# Berry Wednesday?



## Dunkem (May 8, 2012)

taking the little lady up there tomorrow(wed.) any thoughts?Will be shore fishing as she is afraid of boats(long story) Solder Creek side or any thoughts? Thanks. Dunkem


----------



## Dunkem (May 8, 2012)

Guess nobody wants to give anything up:? Think we will try solder creek side.


----------



## sawsman (Sep 13, 2007)

Good choice Dunkem. West side of the dam arm is a good, but popular spot. Parking fee in that area with a restroom available..


----------



## Dunkem (May 8, 2012)

Thanks Sawsman! got there a little late,but got down the west side of the arm.Brought home 3 bows.They were just hitting the bait lightly so you had to be ready,missed many.
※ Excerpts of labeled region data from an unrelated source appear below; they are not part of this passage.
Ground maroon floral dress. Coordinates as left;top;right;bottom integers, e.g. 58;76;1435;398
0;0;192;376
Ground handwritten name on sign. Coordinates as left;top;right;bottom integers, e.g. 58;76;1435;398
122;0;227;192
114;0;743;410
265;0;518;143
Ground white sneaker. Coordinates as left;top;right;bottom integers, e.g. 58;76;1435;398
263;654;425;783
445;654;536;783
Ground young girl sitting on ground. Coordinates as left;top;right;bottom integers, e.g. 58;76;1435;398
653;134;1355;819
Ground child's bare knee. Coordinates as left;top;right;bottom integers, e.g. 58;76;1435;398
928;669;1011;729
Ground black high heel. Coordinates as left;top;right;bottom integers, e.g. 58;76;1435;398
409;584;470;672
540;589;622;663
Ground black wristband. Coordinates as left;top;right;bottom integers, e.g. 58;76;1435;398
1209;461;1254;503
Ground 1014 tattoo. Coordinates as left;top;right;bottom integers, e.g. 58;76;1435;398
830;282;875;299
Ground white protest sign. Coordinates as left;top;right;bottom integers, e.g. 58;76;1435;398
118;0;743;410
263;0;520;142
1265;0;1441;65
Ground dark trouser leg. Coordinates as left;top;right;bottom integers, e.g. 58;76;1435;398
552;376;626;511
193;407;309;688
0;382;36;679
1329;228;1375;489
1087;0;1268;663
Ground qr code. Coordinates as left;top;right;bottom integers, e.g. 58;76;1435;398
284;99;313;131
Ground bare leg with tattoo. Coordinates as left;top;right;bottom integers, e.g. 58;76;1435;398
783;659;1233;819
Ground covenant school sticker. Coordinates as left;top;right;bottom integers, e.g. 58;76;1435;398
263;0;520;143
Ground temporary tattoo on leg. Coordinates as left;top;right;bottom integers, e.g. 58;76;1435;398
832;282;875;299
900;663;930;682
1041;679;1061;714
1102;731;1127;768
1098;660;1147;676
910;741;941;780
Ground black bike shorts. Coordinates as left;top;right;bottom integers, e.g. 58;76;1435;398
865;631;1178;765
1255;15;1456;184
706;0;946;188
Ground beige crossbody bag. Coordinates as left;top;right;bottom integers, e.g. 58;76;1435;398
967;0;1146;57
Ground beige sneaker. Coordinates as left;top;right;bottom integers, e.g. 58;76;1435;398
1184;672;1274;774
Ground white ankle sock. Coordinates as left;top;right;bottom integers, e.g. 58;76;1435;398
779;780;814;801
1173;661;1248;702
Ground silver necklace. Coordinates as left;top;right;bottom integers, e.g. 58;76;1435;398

Also cayght and released 3 cuts,which hit hard.(wife caught a 20 incher,and I thought she was going to @@@@ herself when I let it go.She had 3 things to do for the trip and bringing the camera was 1 of them.Well guess what?End of story.heres a pict of the bows after we got home.Little beat up from the cooler.They were liking worm and mello.I tried all kinds of hardware and got nothing on it.So today I was a cheese chucker.--\\O


----------



## DallanC (Jan 13, 2009)

sawsman said:


> Good choice Dunkem. West side of the dam arm is a good, but popular spot. Parking fee in that area with a restroom available..


I gave him that exact spot via google earth coords on that "other website"  Its a good spot, my 2nd choice if I had to fish from shore.

Glad you did good Dunkem, hope your wife had fun as well!

-DallanC


----------